This section describes the configuration file that controls SQL authentication in Steel-Belted Radius Carrier. The configuration file resides in the radiusdir directory.

The format of a configuration file is comparable to that of a Windows INI file: composed of several sections; section names are enclosed in brackets; each section may contain multiple parameter/value pairs.

Table 152: SQL Authentication Configuration File

File

Function

radsql.aut

Configures Oracle SQL authentication for Steel-Belted Radius Carrier.

radsqljdbc.aut

Configures JDBC SQL authentication for Steel-Belted Radius Carrier.

[Settings] Section

The [Settings] section of the SQL authentication configuration file defines parameters that control the database connection.

PasswordFormat

  • If set to 0, Steel-Belted Radius Carrier tries to determine password format automatically.
  • If set to 3, Steel-Belted Radius Carrier expects the password value encrypted with UNIXcrypt.

By default, the PasswordFormat parameter is in radsql.aut and radsqljdbc.aut.

ClearTextBinary

Specifies whether cleartext binary passwords are allowed. Setting this parameter to a non-zero value allows you to use cleartext binary passwords.

This parameter must be set to the length of the binary passwords in operation.

Note: In parameters that specify the SQL statement to be executed, cleartext binary passwords must be passed using binary compatible data types, for example, VARBINARY in the case of Oracle.

DefaultResults

  • If set to 0, no default values are assumed and the user must explicitly enter all result items (if you are not calling a stored procedure).
  • If set to 1, the default values for Results are used. This is the backward-compatibility setting and the setting if no value is specified in the file. In this case, each Result item must be explicitly specified.

SuccessResult

Specifies the string that is the expected result of a successful authentication, to be compared to the %result parameter.

If a value is specified for this field, it is used in the following manner upon execution of the SQL statement: if the value of %result is not equal to the value given for this field, the user is rejected. The test for textual equality is not case sensitive.

No such test, or rejection, is performed if no value is specified for this field.

This is a useful technique for coordinating with the custom functionality of stored procedures.

UpperCaseName

Specifies whether the user's login name is converted to uppercase characters before using it in the SQL statement execution.
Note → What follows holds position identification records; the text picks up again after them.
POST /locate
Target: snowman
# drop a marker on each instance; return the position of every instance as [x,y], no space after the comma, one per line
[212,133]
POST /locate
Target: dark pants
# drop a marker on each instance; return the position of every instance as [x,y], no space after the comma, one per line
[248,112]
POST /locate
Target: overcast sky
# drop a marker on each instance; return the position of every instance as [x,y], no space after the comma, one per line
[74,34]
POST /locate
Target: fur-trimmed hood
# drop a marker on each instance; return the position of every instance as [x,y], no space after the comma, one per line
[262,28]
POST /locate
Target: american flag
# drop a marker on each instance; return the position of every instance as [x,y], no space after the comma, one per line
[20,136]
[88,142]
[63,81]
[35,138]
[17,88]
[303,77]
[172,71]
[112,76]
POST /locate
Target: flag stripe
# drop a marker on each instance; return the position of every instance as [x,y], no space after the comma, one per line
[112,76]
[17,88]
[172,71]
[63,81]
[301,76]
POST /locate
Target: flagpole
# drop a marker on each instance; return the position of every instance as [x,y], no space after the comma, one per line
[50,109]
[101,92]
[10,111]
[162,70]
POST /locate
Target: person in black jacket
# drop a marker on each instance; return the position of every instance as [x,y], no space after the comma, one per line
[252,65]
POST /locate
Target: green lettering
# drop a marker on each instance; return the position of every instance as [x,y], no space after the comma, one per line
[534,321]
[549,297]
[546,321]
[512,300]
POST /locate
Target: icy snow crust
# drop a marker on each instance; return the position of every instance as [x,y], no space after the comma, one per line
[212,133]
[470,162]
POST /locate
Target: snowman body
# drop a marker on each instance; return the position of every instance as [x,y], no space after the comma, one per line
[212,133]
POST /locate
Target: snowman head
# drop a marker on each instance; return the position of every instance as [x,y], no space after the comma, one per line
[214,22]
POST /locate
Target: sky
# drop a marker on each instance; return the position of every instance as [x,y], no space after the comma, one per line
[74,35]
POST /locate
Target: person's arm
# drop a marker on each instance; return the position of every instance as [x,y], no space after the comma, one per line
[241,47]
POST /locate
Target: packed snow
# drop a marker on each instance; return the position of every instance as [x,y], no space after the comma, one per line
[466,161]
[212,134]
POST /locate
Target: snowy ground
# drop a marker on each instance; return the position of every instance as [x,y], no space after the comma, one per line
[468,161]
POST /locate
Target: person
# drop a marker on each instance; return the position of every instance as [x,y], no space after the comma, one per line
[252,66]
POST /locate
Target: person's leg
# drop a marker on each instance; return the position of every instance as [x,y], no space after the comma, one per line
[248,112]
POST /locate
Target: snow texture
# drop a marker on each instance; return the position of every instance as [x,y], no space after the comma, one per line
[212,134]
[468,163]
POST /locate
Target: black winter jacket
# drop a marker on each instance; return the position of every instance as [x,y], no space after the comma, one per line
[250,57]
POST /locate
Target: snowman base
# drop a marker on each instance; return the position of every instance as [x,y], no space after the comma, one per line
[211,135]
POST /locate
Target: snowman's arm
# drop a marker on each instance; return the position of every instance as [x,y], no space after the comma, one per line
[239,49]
  • 0—Use the name exactly as received.
  • 1—Convert the name to uppercase.

[Results] Section

The [Results] section (Table 153) of the SQL authentication configuration file maps the columns named in its SELECT query to the type of data that Steel-Belted Radius Carrier expects these columns to contain.

[Results]
Password=1/48
Profile=2/48

The following parameters (Table 153) may be present in a [Results] section. Each parameter represents a type of data required to authenticate an Access-Request, and if desired, apply authorization information as well.
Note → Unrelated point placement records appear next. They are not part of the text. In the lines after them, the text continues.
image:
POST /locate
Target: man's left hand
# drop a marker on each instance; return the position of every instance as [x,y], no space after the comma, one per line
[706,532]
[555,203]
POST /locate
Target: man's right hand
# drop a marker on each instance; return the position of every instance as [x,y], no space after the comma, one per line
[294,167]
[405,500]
Note: The Profile option and the Alias option cannot be used together. Read the following descriptions and choose the one that suits your needs.
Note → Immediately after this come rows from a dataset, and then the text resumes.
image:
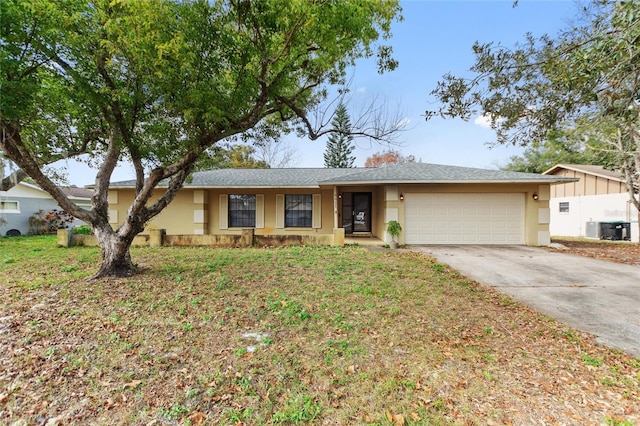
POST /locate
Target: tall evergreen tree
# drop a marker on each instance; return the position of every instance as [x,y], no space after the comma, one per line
[340,144]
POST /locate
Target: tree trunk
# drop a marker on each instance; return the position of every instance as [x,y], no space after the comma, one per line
[116,257]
Table 153: *.aut [Results] Syntax

Parameter

Function

%LoginLimit

Specifies the name of the variable identifying the Maximum Concurrent Connection limits.

%Password

The value returned from this column is understood to be the user's password. The value returned by the SQL query is then matched with the user's password received in the Access-Request.

By default, Steel-Belted Radius Carrier expects the user's password to be stored in the SQL table in clear-text format. If you want to configure Steel-Belted Radius Carrier to expect that the password value is encrypted with UNIXcrypt, then set PasswordFormat to 3 in the [Settings] section of the SQL authentication configuration file.

%Profile

The value returned from this column is interpreted as the name of the profile to associate with the user. The value returned by the SQL query is matched with an existing Profile entry of the same name. If the value is prof1, and a Profile called prof1 exists in the Steel-Belted Radius Carrier database, any return list or check list attributes in prof1 are applied to the user's connection.

If the value cannot be matched with an existing Profile in the Steel-Belted Radius Carrier database, the user is rejected due to “Insufficient Resources.”

%ProxyRealm

Specifies the realm to which the authentication must be proxied. If ProxyRealm is not set, Routed Proxy does not occur.

%ProxyUserName

Specifies the User-Name attribute, which must be sent in the proxy request. If ProxyUserName is not set, the User-Name from the original request packet is used.

Note: Enter the value for %ProxyUserName in capital letters.

%Alias

Specifies the value returned from this column that is matched with an existing Steel-Belted Radius Carrier Native User entry of the same name.

For example, if the value is max1, and a native user called max1 exists in the Steel-Belted Radius Carrier database, then any return list or check list attributes, as well as any concurrent connection limit configured for max1, are applied to the user's connection.

If you want to apply concurrent connection limits to users who are being authenticated by means of SQL, you must set up a Native User entry with no password.

Note: Use of %Alias is not recommended. Instead, use %Profile.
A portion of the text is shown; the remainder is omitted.